Segundo Josiane, o cérebro age pelas imagens que carrega e, nesse sentido, é preciso identificá-las. Dentro desse caminho terapêutico, ela criou a Psicovisualização Sistêmica, metodologia baseada na integração entre psicanálise dos afetos, pensamento sistêmico e neurociência. O método auxilia o paciente a acessar imagens internas, simbólicas e inconscientes e a ressignificá-las, criando novas imagens e reorganizando as emoções de forma mais profunda.
“Com o tempo, essas imagens traumáticas passam a ser ativadas por gatilhos. Um gatilho é qualquer estímulo do presente que se conecta, mesmo que inconscientemente, com um aspecto da cena traumática. Pode ser um olhar, um tom de voz, um cheiro, uma situação de rejeição, abandono ou humilhação. Quando isso acontece, a pessoa reage como se estivesse revivendo o trauma, mesmo que o contexto atual seja totalmente diferente”, comenta.
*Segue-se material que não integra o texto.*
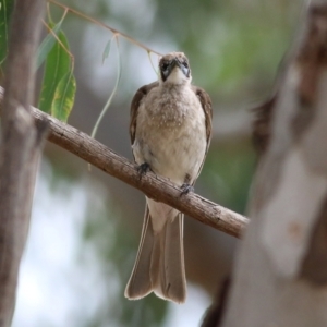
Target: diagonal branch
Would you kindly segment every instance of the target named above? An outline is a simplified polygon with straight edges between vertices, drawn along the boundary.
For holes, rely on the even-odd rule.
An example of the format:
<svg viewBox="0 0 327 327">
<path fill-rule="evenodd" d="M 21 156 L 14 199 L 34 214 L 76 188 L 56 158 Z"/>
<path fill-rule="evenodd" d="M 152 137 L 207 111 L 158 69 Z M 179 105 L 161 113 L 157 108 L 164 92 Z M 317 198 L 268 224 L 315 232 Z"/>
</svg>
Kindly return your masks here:
<svg viewBox="0 0 327 327">
<path fill-rule="evenodd" d="M 0 87 L 0 105 L 3 88 Z M 249 219 L 197 194 L 181 196 L 181 190 L 169 180 L 149 172 L 140 179 L 136 166 L 110 150 L 87 134 L 33 108 L 37 123 L 49 124 L 48 140 L 95 167 L 142 191 L 146 196 L 166 203 L 192 218 L 230 235 L 240 238 Z"/>
</svg>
Josiane Ferreira salienta que o trauma não é o que aconteceu, mas, sim, aquilo que ficou registrado dentro de nós sem solução: “As imagens mentais traumáticas e os gatilhos são formas da mente sinalizar que ainda existe algo que precisa ser cuidado. Curar essas imagens é recuperar partes de si que ficaram congeladas no tempo – e permitir que o presente deixe de ser controlado pelo passado”.